Photo: Fremont St. Tombstone, Arizona (undated photo)

In 1877, the city of Tombstone, Arizona, came into existence under the initiative of Ed Schieffelin. During that period, a military scouting expedition in Tombstone aimed at countering the Chiricahua Apaches. Ed Schieffelin was a participant in this mission, stationed at a location known as Camp Huachuca.

Despite warnings from his fellow soldiers, Ed had a penchant for venturing into the wilderness surrounding the camp in search of valuable minerals. The soldiers humorously quipped that his tombstone would be the only stone he would encounter. However, luck was on Ed’s side as he stumbled upon something precious: silver.

Taking heed of his comrades’ advice, Ed named his initial mining venture “The Tombstone.” News of his silver discovery spread rapidly, attracting diverse individuals, including homesteaders, cowboys, speculators, prospectors, lawyers, businesspeople, and gunmen.

Originally called Goose Flats, a townsite was established near the mines in 1879 and christened Tombstone in honor of Ed Schieffelin’s pioneering silver claim. The population of Tombstone surged to approximately 7,500 residents by the mid-1880s. However, this figure represented only the white male population over 21 eligible to vote. In reality, the town’s population, including women, children, and various ethnic groups, numbered at least 15,000 and potentially as high as 20,000. Tombstone earned a reputation as the fastest-growing city between San Francisco and St.
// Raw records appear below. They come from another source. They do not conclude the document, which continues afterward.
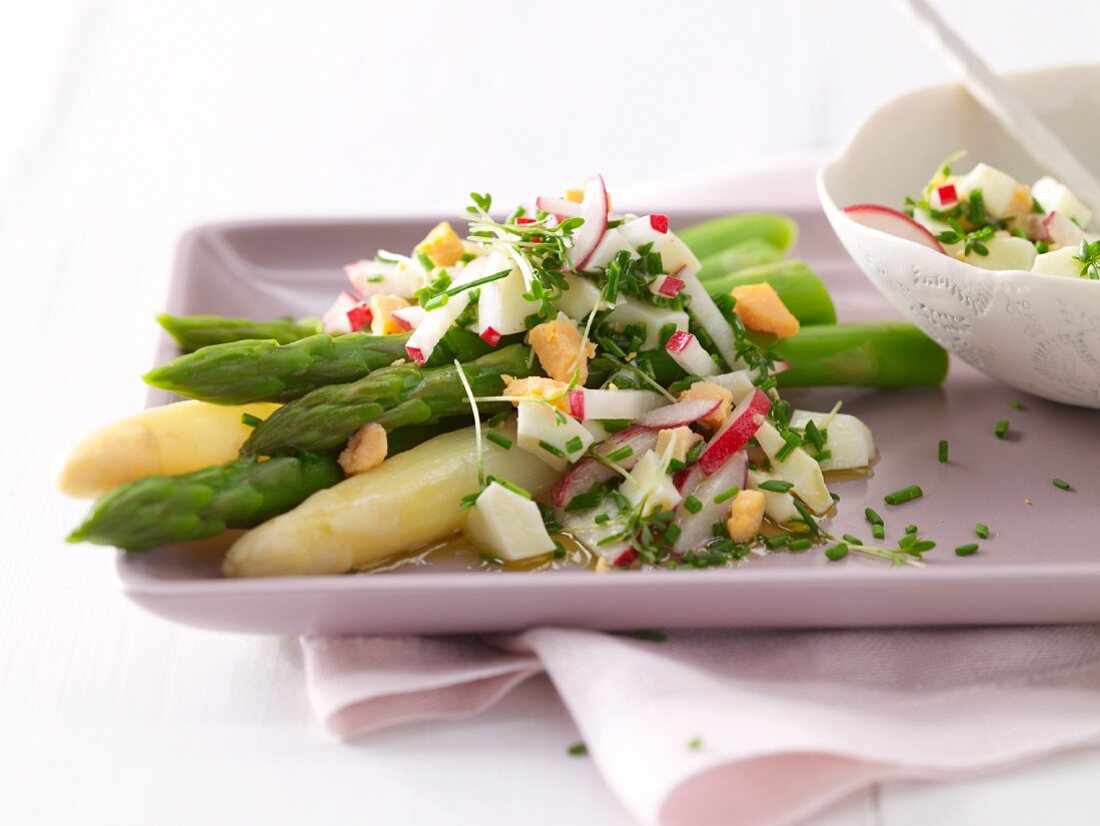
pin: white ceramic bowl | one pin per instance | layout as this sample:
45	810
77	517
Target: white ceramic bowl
1036	332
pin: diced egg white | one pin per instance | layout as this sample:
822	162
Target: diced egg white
849	441
633	311
800	469
998	188
539	425
1063	261
649	485
507	525
1056	197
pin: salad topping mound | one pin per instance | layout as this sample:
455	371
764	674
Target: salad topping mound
565	374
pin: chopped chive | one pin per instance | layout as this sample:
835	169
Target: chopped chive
551	449
624	452
905	494
498	439
726	495
776	485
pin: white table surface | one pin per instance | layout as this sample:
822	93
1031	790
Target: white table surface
168	114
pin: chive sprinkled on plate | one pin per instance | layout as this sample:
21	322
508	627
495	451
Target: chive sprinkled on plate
903	495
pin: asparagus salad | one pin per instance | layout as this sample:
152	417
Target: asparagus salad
562	386
990	220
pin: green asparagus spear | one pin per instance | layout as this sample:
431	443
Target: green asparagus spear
158	510
712	237
750	253
394	397
193	332
873	354
798	286
240	372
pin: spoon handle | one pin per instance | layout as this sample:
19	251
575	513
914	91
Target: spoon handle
1014	116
Louis.

The town boasted over 100 saloons, numerous dining establishments, a substantial red-light district, a sizable Chinese community, newspapers, churches, schools, and one of Arizona’s original community swimming pools, which continues to be utilized today.
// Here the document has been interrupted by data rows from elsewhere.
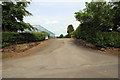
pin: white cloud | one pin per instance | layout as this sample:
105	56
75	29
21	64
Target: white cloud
50	22
38	20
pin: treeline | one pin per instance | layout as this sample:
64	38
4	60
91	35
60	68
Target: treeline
13	26
99	24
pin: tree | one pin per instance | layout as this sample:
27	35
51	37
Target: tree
97	16
61	36
70	29
13	14
116	17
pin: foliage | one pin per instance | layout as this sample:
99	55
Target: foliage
107	39
61	36
70	29
96	21
11	38
13	14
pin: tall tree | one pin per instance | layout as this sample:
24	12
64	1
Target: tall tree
13	14
116	17
70	29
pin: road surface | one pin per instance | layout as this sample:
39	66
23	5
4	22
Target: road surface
62	58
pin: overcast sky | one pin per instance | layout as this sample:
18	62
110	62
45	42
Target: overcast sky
54	16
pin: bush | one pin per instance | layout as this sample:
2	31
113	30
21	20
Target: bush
101	39
11	38
68	35
107	39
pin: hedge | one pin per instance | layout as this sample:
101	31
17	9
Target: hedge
11	38
99	39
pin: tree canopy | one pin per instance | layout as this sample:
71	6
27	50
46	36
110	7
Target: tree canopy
70	29
13	14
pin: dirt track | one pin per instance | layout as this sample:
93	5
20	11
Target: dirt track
62	58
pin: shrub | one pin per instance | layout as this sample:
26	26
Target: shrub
68	35
11	38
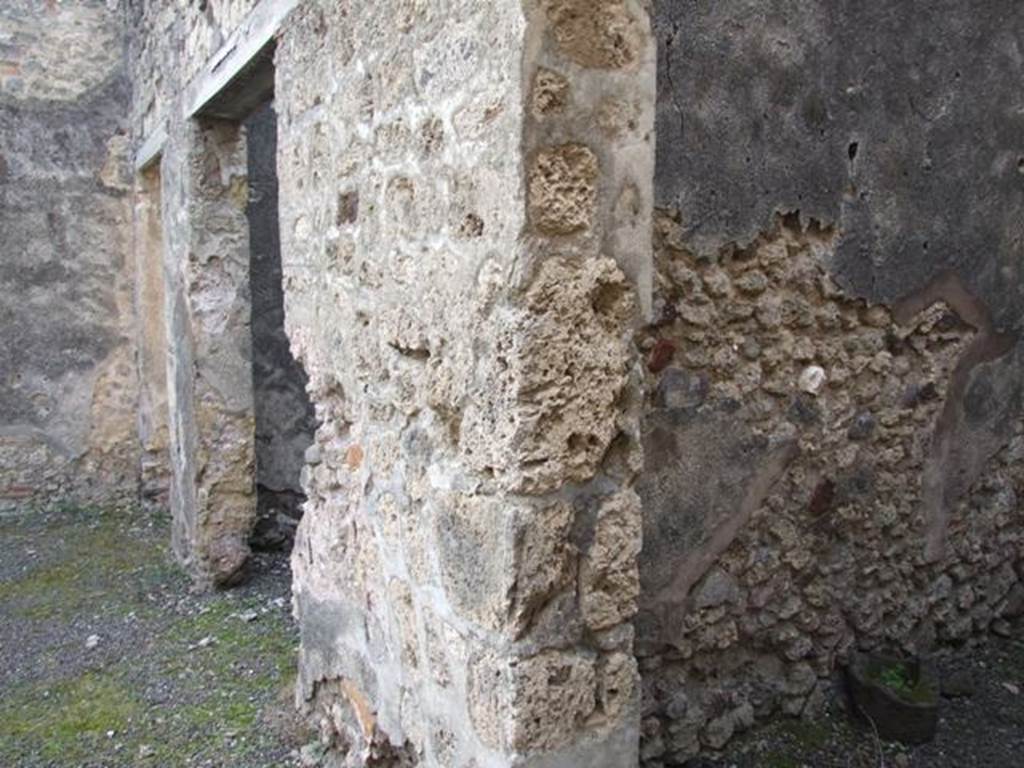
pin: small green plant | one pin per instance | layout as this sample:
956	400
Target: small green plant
897	678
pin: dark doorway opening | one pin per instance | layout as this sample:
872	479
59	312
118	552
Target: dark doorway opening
285	418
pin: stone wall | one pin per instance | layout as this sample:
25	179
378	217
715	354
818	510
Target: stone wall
68	383
465	197
833	430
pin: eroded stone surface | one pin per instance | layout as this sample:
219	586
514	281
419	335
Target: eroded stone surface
764	565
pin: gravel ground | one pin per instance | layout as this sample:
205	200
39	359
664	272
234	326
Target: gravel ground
981	723
107	660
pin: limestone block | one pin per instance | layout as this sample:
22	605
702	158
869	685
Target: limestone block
609	580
A notable feature of Tombstone was Boothill Graveyard, established in 1879 and used until the inauguration of the New Tombstone City Cemetery in 1884. Following this change, Boothill Graveyard became known as “The Old Cemetery.” Legends surrounding its nomenclature suggested that those interred there had met untimely or violent deaths and were buried with their boots still on. However, the name “Boothill” was inspired by a pioneer cemetery in Dodge City, a designation that aimed to boost tourism during the late 1920s. Many notable individuals from Tombstone found their final resting place in Boothill Graveyard, including victims of the infamous 1881 shootout between the Cowboys and the Earps on Fremont Street.
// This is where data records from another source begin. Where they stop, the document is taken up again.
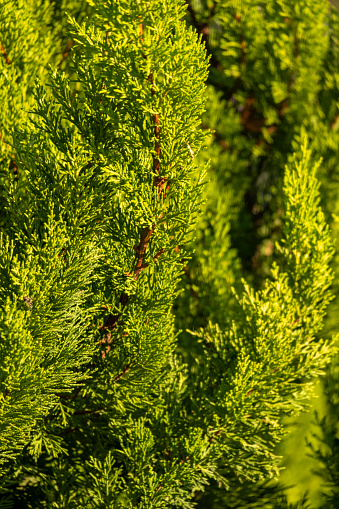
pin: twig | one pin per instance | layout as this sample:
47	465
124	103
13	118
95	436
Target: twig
3	51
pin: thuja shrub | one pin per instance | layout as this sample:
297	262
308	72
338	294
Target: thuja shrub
99	406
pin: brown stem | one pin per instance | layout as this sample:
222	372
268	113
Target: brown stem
162	186
3	51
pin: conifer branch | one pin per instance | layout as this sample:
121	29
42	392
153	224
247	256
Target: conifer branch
4	53
66	52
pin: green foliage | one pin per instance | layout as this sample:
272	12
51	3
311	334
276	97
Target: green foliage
102	404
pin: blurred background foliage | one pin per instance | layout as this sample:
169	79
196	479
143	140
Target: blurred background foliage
274	75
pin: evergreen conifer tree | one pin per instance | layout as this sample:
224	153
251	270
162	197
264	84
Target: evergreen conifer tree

Tombstone faced adversity in the form of two significant fires. On June 22, 1881, one of these fires ignited at the Arcade Saloon when a cigar inadvertently set ablaze a whiskey barrel. This fire, which occurred in June 1881, destroyed over 60 downtown businesses. Remarkably, the town managed to rebuild and persevere.

However, a year later, on May 26, 1882, Tombstone endured its second major fire. This blaze originated in the restroom of the Tivoli Saloon on the south side of Allen Street, between Fourth and Fifth. The damages incurred from this conflagration were estimated at $500,000, nearly three times the financial toll of the preceding fire on June 22, 1881.